State conservation officers acknowledge that there is a seemingly endless supply of lava on the mountain, but say lava rock removal by creating new roads off the main road and physically cracking the rock is damaging the natural resources and scarring the landscape. They say they’ve consulted with Hawaiian cultural practitioners who disagree with the practice of making money off natural resources that they say should be left alone and in place.


Proposed revisions to rules for State Forest Reserves were discussed at a half dozen public meetings last month, and the period for public comment closed on Friday in advance of the new rules package being presented to the Hawaii Board of Land and Natural Resources at an upcoming meeting.

The revised rules, like the current ones, make it illegal to remove natural resources from a forest reserve for commercial purposes without having a written permit. They also limit the total dollar value of materials that can be taken with a permit, and the amount of time in which removal can occur.

  1. KonaDude May 14, 2018 7:23 am

    Probably been going on for close to 8 years..
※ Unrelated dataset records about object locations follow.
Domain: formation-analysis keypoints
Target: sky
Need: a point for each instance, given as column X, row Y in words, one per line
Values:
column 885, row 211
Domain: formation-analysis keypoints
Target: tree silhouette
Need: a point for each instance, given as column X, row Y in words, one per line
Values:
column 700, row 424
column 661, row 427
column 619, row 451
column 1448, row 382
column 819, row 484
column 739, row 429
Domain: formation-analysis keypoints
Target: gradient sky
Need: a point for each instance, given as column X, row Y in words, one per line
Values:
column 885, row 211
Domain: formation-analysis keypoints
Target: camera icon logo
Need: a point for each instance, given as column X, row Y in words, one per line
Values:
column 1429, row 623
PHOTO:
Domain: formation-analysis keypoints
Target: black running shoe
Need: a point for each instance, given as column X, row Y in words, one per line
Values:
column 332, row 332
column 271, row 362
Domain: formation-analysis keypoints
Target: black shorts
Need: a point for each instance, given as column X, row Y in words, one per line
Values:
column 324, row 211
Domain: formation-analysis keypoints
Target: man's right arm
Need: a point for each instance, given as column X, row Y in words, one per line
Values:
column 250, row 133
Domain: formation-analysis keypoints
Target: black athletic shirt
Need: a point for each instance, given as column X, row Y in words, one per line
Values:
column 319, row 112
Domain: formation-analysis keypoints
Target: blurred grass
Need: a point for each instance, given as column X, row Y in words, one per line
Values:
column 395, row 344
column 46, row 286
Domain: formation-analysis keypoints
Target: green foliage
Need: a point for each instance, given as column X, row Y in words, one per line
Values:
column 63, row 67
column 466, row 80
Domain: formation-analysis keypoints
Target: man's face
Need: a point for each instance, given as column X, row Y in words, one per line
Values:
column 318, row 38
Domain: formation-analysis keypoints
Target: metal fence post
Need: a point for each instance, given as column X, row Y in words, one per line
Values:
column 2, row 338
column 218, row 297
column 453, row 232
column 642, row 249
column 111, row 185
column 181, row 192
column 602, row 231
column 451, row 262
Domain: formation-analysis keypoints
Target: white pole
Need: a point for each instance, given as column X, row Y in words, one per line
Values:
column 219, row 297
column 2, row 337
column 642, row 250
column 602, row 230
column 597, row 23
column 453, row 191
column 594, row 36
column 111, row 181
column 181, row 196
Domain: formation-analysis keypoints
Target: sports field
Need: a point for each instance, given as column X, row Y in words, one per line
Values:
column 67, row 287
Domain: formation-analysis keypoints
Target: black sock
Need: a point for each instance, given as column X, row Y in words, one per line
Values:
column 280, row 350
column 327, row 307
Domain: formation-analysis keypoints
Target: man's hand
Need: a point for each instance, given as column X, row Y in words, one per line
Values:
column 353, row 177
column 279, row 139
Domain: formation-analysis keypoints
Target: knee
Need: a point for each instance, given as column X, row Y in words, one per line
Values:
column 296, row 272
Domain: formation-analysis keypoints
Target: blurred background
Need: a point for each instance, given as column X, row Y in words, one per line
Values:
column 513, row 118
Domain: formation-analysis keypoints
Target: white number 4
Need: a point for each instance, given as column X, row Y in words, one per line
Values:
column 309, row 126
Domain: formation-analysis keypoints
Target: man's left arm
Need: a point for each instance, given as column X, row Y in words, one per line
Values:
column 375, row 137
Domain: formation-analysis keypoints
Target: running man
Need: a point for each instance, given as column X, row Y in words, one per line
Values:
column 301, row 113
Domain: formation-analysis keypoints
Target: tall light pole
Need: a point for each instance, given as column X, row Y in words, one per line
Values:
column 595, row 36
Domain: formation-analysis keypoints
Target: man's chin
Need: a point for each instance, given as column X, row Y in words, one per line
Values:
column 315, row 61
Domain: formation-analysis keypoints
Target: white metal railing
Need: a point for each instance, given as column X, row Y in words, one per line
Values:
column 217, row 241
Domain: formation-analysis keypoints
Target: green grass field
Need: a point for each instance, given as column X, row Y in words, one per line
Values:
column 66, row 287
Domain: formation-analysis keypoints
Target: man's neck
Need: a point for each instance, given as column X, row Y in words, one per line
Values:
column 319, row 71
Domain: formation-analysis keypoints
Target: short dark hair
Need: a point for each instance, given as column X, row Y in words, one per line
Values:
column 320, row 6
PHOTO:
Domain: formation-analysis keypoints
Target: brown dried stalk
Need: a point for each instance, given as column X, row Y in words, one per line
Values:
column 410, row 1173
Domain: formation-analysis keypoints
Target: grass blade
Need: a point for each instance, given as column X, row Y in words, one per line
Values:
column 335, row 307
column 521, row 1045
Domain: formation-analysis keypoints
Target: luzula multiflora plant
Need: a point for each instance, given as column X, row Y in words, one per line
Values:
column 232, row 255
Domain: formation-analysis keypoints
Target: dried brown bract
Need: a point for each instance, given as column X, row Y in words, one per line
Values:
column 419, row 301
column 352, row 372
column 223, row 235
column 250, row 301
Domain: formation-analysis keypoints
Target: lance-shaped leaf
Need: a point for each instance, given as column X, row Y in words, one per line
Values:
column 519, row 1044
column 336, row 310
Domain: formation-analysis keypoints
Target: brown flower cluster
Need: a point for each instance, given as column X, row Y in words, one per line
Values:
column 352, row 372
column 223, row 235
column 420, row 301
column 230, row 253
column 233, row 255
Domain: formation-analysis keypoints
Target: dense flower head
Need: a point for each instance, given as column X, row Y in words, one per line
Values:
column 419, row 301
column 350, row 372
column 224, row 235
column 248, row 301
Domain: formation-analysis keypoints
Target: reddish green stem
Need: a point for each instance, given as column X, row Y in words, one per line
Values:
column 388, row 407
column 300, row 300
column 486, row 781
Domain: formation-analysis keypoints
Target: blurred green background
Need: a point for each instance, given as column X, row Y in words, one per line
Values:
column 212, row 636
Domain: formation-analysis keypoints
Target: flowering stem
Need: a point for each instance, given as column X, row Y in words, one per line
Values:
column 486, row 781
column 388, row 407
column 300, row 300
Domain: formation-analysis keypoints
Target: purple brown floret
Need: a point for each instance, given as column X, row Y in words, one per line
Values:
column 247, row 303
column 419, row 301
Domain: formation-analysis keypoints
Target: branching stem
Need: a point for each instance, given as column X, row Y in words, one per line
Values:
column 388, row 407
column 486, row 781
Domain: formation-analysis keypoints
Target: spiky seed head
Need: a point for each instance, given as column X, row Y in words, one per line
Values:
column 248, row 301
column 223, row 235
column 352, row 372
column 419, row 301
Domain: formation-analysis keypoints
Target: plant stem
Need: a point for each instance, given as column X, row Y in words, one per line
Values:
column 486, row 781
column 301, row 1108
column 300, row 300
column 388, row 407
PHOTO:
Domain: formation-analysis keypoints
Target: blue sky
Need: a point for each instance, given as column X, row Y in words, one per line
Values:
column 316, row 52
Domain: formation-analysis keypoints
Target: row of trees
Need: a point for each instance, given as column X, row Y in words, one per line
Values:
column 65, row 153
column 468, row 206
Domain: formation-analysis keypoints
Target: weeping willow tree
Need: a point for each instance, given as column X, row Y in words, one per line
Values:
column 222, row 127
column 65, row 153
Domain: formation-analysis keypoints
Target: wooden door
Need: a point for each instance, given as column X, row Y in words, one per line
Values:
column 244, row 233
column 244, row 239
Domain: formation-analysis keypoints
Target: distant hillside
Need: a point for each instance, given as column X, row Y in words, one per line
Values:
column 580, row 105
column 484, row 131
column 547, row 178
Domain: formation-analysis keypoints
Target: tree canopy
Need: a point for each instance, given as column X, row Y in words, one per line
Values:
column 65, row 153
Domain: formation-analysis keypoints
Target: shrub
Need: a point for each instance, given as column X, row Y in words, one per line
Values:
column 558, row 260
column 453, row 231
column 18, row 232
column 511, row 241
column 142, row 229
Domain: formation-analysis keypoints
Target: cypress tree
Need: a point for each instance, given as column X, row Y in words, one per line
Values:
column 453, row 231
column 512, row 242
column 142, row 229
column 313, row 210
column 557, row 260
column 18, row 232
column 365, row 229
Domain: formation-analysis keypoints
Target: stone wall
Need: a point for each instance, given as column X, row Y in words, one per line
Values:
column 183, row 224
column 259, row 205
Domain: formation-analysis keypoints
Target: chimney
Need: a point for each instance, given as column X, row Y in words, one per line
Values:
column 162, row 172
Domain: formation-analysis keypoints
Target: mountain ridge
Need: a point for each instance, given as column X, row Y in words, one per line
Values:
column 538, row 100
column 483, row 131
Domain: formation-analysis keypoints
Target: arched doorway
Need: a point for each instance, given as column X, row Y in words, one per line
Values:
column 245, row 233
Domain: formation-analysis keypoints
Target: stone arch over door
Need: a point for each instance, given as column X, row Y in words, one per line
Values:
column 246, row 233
  2. naeporue May 14, 2018 10:43 am

    “They say they’ve consulted with Hawaiian cultural practitioners who
    disagree with the practice of making money off natural resources that
    they say should be left alone and in place.”

    So, no more making of money by selling oil, gas, sand, salt, or whatever.

    What did these practitioners and their predecessors do at the quarry on Mauna Kea?

    Any of those ‘damages’ will be covered by new lava in no time.

  3. Hilo Jack May 14, 2018 2:51 pm

    The orange haired baboon and his lucky Pruitt have no issues with these guys taking this rock.

    Have at it!

  4. coro@hawaii May 14, 2018 9:26 pm

    Lava rock is the most abundant building material on the Big Island. It should be free to take for everyone, it should not be restricted by DLNR or other government agencies and police enforcement.
    HOWEVER, the county and/or DLNR and private landowners should designate (mostly remote!)
    areas where large amounts of lava rock, a’a as well as pahoehoe, are available and accessible by
    pickup truck … the way it used to be 20-30 years ago along Kaahumanu Highway. A beautiful lava
    rockwall has always been the pride of an Hawaiian home and of many public buildings and parks.
    There were great rock wall builders like Billy Freitas who could turn a pile of a’a rocks into a master-
    piece. If the rock builder (and owner) has to pay hundreds and even thousands of dollars just for
    the raw material, even for good looking a’a rocks, then traditional Hawaiian Real Lava Rock Walls
    become unaffordable and a thing of the past and will be replaced instead by cheap crushed rock
    contraptions as can be seen all over Kona during the past 10-15 years.
    My suggestion to the “Rock Authorities”: Please get together and work out a reasonable, common
    sense solution to the problem of making lava rock, a’a and pahoehoe, again freely available for
    home owners as well as small and large contractors by designating (remote) areas where the
    removal of lava rocks will not result in a visual disturbance of the environment or have other
    detrimental effects. It may involve the construction of rough access roads in some locations.
    Moderate permit fees could pay for it, if necessary.
    When are “they” going to restrict the taking of ocean water ?
    Lava rock is really a “renewable resource” as we are just experiencing again, so why restrict it ???